As the graph below shows, market share for all types of lending has increased for the big four banks since 1990. This is significant on two fronts. Not only has competition decreased since Four Pillars was introduced by the Hawke/Keating government in 1990, but it also decreased since the GFC, with the report indicating that the four big banks total share of ADI assets increased from 65.4% in September 2007 to 78.5% in March 2014.
This is surprising in a number of respects. Australia has been pursuing the market nirvana of competition since the Campbell Inquiry paved the way for financial deregulation, floating of the dollar and the entry of foreign banks into Australia in 1981. Sixteen years later the Wallis inquiry maintained the virtues of competition and vigorously argued for further de-regulation, including the removal of the Six Pillars policy (now Four), to enable the best functioning of the financial market. The results Murray has provided show that the ideal of competition remains solely a rhetorical flourish.
Cheap as chips
Surprisingly, Murray’s report seems largely unperturbed by these figures. In fact he suggests that despite the increased level of concentration, competition exists. He points to the decline in net interest margin rates as a way of explanation. Indeed, as the graph below shows, net interest margins have halved in the 23-year period since 1990 for the major as well as regional banks.
To further substantiate his point he indicates that this decline has not occurred in other equivalent financial systems in the world, as the graph below shows.
This is undeniably considerable. However it is wrong to associate the decline in net interest margins with competition when it has much more to do with the changing cost of money. As the graph below shows, Australia suffered from astonishingly high cash rates in the early 1990s and is now experiencing historic lows.
Australia’s official cash rate since 1991
All this is to say that the question of competition in the banking sector remains a moot point. Taking this to be true, further consideration should be given to the maintenance of the Four Pillars Policy in its current form as it has all but produced a competitive environment.
You’re not interested in me!
Murray’s inquiry also suggests that customer satisfaction with the banks has improved since 2001 and is now at record highs. This is interesting because of the increased concentration of the sector over the same time period.
This satisfaction is not universal however with the exception lying, unsurprisingly, with small and medium businesses. Not only are banks more willing to lend to 18 year olds, the process to finally get approval takes a very long time.
The best way to measure this dissatisfaction is by the interest rate spread between their loans and simple personal mortgages. As shown below, this spread broadened over the period since the GFC.

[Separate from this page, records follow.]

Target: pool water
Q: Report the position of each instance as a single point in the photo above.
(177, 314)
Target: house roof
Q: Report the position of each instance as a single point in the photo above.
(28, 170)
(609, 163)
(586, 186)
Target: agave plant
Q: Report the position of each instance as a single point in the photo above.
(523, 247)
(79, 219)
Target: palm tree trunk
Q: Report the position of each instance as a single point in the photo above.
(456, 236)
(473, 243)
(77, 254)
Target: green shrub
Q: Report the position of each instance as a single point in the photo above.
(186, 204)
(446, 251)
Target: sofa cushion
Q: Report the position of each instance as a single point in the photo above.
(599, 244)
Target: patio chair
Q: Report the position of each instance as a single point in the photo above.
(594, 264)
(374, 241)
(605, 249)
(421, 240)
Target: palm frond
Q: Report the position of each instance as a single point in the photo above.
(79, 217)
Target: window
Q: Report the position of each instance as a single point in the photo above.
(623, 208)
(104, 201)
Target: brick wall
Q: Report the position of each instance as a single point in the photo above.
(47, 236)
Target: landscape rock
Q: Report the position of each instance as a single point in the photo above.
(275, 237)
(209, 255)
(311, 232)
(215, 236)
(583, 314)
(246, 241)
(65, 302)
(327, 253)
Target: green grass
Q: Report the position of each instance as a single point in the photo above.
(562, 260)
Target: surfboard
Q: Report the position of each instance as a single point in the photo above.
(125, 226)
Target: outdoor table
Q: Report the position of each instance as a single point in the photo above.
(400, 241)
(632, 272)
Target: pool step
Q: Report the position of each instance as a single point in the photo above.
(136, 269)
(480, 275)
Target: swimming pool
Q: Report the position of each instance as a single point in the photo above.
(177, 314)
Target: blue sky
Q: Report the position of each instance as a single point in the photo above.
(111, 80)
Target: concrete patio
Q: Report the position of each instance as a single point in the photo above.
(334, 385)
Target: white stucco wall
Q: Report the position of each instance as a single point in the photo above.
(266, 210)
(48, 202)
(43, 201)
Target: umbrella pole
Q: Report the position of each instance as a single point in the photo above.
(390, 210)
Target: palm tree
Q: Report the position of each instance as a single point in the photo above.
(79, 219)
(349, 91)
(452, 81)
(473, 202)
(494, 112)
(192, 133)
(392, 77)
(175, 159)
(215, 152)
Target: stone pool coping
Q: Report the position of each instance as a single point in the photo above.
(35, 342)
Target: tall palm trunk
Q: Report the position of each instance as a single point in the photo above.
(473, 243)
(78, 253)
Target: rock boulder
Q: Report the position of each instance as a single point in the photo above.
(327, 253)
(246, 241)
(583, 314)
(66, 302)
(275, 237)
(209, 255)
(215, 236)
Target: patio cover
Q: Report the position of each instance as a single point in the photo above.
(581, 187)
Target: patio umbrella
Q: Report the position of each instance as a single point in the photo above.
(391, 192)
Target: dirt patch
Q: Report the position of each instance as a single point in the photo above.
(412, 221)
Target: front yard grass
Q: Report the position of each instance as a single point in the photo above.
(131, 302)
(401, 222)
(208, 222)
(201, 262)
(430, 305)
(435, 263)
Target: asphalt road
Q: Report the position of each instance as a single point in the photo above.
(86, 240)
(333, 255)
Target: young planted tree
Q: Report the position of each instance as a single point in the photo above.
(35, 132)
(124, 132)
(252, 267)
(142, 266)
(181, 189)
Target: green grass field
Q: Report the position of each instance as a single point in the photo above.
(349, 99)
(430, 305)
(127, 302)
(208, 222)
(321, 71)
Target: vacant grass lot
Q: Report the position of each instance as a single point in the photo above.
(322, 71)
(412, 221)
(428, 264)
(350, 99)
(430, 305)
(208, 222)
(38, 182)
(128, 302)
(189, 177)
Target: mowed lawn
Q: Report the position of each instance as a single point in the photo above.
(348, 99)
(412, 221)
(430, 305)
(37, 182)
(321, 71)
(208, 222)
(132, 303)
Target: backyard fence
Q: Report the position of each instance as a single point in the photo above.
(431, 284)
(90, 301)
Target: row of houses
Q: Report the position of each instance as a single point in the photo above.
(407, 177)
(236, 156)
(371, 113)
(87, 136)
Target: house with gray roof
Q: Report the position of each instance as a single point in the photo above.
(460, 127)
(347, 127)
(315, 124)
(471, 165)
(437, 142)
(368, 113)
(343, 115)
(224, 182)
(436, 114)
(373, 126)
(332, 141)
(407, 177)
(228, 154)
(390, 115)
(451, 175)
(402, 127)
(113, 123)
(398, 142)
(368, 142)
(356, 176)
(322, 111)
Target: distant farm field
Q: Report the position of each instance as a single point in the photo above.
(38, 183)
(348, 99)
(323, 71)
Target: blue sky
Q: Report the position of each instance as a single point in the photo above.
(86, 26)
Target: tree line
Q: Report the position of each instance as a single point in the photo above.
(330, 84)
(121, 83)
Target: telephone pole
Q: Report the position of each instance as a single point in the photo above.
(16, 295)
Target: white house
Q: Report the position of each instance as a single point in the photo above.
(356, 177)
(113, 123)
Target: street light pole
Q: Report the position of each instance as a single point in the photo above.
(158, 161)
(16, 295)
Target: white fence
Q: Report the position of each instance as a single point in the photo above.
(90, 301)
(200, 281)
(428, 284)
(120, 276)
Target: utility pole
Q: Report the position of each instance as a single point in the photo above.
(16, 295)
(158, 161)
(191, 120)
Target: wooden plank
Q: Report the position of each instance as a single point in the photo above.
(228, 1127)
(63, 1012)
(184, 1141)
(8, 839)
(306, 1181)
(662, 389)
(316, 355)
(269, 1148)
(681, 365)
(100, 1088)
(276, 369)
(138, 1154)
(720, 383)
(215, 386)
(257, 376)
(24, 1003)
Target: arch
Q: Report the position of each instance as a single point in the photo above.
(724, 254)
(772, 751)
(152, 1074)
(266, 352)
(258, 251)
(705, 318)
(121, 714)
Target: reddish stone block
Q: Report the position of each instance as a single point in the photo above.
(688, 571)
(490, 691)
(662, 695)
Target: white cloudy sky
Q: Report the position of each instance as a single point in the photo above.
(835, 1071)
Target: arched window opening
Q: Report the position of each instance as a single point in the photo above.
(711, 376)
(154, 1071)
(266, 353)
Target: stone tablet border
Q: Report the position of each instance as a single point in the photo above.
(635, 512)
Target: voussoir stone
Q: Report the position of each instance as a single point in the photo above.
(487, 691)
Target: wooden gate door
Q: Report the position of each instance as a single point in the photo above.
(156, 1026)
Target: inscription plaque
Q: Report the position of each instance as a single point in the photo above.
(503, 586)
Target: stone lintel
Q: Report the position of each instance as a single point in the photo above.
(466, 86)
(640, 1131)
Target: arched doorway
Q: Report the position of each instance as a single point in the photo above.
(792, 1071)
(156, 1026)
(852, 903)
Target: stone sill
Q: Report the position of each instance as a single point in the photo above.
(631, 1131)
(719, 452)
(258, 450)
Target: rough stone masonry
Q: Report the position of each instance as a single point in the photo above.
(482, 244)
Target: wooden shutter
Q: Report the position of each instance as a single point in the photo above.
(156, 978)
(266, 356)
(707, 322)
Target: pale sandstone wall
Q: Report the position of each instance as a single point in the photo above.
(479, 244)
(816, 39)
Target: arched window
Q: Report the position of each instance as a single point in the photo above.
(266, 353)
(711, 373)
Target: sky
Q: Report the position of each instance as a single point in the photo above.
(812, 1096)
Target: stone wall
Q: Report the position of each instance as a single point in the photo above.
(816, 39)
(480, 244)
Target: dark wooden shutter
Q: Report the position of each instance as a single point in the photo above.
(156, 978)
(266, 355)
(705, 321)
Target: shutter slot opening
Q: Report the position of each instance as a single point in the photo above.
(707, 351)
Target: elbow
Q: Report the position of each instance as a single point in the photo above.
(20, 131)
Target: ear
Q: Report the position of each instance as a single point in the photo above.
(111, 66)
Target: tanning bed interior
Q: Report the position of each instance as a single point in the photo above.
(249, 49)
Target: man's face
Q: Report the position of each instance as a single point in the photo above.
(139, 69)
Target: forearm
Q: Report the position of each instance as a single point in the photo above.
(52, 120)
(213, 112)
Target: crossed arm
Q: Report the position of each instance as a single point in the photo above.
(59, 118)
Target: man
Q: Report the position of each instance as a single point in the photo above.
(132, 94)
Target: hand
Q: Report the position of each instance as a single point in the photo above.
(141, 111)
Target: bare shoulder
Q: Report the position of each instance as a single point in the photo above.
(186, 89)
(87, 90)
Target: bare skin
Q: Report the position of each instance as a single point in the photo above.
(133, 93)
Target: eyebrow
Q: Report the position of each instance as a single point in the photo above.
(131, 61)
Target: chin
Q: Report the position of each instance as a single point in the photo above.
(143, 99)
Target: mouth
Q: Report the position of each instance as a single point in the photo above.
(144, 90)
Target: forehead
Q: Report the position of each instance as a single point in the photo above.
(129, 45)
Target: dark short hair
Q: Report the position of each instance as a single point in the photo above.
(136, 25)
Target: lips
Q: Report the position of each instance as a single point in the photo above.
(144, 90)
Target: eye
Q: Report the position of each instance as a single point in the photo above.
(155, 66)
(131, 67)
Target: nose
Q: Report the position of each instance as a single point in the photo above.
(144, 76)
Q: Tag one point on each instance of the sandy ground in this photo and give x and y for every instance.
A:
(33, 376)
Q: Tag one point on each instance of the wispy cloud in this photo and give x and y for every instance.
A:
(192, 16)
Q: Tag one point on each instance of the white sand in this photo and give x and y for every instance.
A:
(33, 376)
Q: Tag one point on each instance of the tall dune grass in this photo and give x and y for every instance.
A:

Murray does not offer much to rectify this. His suggestion of a SME finance database to remove the ‘information asymmetries’ seems lackluster at best and a misdiagnosis of the problem at worse. In short, there is more than a lack of information in the way of banks lending to businesses and this has to do with the different levels of capital required for the banks to hold for business loans. As such this is a regulatory issue. With the specter of the GFC still present, major changes to loosening regulation seem unlikely.
Murray’s inquiry has offered one interpretation of how to address the major systemic problems of Australia’s financial system. It has some salient points about the superannuation industry, negative gearing and the moral hazard associated with big banks. The analysis of competition and the unaddressed issue of small businesses accessing funds leave one wanting.